I had found a copy of the British edition in a bookstore in Romania the day it was released around the world, and decided that would be my souvenir. I started reading it on the flight from Milan to Chicago, bonding with the college kid sitting next to me, who was fighting his own fatigue from a week-long soccer tour in an effort to finish book number 5 before we reached the States. As he read the climactic clash at the book's end, I smiled as he sat hunched over the book, quietly laughing and gasping in turn as the scene unfolded, occasionally turning to me to ask questions or discuss the significance of something that had just happened.

I made it about half-way through HP7 before we touched down at O'Hare, and continued to fill most spare moments of wakefulness with reading over the past few days. I read on and on, wanting to know how it all ends and yet not wanting it all to end. And then last night (or more accurately, early this morning), buoyed by some Diet Coke and more than a little adrenalin, I reached the satisfying conclusion. Well done, J.K. Rowling. Well done, Harry.
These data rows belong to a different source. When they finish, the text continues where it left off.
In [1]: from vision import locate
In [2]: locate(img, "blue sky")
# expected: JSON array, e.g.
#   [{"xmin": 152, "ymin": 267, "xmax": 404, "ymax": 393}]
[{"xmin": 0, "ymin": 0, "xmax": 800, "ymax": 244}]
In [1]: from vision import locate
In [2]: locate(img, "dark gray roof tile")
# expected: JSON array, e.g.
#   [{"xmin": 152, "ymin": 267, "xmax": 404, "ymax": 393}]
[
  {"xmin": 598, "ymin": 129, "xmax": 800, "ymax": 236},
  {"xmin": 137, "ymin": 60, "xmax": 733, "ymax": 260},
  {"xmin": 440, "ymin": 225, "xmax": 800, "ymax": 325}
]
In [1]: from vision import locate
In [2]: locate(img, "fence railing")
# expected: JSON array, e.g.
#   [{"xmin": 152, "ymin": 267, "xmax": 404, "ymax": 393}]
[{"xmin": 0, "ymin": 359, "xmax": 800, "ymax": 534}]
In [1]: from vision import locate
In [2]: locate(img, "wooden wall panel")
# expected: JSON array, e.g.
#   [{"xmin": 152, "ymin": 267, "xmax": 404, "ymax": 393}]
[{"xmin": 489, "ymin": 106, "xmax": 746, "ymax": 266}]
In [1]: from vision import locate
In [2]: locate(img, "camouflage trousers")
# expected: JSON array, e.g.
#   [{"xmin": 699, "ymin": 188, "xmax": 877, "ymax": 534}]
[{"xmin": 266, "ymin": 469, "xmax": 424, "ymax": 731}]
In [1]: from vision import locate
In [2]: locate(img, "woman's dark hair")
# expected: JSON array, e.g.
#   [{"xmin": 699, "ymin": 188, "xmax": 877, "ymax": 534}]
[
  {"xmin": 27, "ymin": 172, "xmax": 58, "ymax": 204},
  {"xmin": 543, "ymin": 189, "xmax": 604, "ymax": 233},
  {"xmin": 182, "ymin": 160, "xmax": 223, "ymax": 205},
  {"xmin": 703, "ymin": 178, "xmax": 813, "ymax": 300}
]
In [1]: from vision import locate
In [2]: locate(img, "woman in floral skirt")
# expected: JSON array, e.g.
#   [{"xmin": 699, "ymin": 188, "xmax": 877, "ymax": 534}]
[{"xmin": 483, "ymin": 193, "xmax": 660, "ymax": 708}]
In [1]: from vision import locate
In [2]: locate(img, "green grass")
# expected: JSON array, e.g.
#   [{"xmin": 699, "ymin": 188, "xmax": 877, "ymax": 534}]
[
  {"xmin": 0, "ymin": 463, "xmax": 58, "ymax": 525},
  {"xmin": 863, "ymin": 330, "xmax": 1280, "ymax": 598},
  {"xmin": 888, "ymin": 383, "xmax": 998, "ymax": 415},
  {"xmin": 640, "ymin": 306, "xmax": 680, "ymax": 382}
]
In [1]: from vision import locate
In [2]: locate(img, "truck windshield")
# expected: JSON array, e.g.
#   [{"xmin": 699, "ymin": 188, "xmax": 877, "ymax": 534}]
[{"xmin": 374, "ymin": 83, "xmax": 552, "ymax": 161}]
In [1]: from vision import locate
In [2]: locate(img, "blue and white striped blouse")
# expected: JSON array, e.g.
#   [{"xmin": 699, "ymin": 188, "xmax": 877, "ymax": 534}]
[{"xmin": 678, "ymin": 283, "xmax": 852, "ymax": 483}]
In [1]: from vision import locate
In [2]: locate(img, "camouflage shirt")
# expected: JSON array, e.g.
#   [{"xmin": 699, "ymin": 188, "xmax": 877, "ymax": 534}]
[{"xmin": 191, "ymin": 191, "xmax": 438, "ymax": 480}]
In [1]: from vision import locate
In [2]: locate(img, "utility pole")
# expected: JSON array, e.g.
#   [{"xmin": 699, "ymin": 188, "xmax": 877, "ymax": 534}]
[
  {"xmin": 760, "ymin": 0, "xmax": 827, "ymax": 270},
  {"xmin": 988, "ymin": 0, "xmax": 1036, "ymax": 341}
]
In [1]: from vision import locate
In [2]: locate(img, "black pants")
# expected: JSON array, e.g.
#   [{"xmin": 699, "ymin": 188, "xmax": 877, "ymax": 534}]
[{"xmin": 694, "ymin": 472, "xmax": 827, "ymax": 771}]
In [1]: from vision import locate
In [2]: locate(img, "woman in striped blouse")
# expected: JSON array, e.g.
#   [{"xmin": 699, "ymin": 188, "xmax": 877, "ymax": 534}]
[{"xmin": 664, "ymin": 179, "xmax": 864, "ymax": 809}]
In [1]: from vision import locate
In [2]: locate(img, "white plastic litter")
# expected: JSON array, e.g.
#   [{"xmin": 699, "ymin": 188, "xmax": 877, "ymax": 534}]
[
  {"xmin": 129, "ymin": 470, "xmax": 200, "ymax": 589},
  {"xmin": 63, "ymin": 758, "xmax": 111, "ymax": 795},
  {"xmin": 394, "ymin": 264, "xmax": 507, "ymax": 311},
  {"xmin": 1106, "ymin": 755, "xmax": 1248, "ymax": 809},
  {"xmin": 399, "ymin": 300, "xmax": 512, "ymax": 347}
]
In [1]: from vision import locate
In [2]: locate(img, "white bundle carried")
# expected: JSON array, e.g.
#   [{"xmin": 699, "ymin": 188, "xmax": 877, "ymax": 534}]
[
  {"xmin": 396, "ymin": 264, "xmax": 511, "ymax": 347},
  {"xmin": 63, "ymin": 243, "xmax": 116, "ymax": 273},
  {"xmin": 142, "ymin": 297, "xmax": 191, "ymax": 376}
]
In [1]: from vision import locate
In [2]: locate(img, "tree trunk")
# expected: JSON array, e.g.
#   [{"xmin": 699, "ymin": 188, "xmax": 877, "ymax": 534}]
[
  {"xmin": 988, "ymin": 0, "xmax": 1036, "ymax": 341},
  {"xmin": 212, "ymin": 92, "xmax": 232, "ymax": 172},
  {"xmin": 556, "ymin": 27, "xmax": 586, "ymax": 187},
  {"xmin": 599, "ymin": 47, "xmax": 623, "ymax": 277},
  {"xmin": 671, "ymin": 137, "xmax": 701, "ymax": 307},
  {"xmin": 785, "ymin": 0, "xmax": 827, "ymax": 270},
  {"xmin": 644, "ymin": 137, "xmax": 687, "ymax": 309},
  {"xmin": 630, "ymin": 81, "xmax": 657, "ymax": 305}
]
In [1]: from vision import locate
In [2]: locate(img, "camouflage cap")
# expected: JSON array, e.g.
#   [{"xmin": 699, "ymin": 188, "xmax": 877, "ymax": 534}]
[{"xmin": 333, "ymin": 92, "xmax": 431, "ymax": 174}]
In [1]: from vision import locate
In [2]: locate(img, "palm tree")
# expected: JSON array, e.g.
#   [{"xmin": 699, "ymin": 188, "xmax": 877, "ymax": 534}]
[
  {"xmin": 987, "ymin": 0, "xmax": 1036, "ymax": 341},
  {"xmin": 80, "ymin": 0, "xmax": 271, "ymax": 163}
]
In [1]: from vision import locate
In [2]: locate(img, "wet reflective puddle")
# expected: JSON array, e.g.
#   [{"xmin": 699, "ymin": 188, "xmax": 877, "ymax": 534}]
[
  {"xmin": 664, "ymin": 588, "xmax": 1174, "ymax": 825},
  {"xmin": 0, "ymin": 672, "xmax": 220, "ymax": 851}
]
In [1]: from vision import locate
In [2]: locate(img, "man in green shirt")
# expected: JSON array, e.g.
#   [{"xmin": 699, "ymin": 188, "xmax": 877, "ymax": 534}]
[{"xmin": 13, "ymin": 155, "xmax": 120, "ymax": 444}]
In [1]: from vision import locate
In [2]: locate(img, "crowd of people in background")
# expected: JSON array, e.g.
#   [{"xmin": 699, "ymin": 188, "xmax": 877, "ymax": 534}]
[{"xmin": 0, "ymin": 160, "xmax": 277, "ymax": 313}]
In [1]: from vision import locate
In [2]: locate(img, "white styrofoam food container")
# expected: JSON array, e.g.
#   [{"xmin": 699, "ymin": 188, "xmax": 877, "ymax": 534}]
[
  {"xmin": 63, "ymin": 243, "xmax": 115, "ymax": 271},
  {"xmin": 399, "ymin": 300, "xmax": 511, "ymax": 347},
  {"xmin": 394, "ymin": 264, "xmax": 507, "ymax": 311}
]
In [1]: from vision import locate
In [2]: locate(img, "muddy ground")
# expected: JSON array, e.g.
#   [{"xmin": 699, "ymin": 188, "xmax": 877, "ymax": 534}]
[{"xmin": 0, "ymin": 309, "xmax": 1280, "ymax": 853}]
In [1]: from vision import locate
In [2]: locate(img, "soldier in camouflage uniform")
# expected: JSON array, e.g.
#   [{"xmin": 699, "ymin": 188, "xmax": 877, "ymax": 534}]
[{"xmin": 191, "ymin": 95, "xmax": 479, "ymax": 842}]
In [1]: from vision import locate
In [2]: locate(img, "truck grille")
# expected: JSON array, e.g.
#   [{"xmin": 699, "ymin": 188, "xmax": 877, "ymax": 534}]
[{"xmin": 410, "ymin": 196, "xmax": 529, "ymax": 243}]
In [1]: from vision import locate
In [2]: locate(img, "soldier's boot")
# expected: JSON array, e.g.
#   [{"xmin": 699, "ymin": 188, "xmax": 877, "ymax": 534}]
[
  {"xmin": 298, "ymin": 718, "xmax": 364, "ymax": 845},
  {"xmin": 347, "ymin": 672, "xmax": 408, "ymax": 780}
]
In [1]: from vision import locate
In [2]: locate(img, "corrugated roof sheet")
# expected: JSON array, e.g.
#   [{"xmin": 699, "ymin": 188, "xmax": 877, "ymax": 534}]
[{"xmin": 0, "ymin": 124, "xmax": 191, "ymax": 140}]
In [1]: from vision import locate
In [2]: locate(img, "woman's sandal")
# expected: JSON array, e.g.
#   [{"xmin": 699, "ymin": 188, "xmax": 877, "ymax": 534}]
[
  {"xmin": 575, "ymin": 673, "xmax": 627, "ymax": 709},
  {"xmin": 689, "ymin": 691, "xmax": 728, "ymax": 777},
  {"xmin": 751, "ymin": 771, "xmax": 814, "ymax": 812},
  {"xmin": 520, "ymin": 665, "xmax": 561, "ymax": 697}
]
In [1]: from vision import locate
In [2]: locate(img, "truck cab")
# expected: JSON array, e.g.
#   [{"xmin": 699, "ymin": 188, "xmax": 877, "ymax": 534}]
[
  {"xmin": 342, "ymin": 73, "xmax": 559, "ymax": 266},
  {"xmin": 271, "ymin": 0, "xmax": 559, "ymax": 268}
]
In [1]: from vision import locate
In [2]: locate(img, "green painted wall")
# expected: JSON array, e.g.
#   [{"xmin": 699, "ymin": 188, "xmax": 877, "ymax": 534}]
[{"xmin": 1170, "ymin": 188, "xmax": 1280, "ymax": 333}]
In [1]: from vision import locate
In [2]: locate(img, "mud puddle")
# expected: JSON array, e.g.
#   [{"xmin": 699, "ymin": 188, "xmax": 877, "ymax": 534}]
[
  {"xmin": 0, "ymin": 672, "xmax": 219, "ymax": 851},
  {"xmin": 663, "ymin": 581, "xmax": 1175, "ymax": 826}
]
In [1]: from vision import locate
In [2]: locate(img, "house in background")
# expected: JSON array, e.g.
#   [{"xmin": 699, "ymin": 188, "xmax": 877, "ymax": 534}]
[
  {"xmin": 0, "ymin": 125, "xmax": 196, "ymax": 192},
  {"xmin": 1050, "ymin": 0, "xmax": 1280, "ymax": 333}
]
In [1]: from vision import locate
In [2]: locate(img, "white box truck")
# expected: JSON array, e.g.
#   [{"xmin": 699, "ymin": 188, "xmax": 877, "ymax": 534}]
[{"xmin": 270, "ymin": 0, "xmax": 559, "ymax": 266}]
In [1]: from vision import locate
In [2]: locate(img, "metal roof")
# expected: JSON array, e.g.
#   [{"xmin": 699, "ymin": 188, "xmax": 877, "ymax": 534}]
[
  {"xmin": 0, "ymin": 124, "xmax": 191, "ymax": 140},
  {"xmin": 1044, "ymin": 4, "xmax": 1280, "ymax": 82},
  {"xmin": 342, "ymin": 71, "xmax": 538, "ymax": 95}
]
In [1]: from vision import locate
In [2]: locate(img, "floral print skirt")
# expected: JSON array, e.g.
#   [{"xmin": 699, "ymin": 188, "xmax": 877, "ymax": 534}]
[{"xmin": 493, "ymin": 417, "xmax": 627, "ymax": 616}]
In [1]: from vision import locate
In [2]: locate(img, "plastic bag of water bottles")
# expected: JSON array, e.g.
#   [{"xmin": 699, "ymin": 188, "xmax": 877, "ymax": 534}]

As I closed the book, my mind still whirring with how it all turned out, I found myself wanting to go back to the beginning and read the whole thing again, to catch and savor some of the elements I'm sure I missed or rushed through in my eagerness for the story to unfold. I will, however, save the rereading for a later time, because also released while I was out of the country was First Amongst Sequels, book number 5 in Jasper's Fforde's Thursday Next series, that I have been eagerly anticipating for quite some time. So, from an England full of wizards and spells I turn to an England full of literary detectives and narrative mayhem. Hurrah!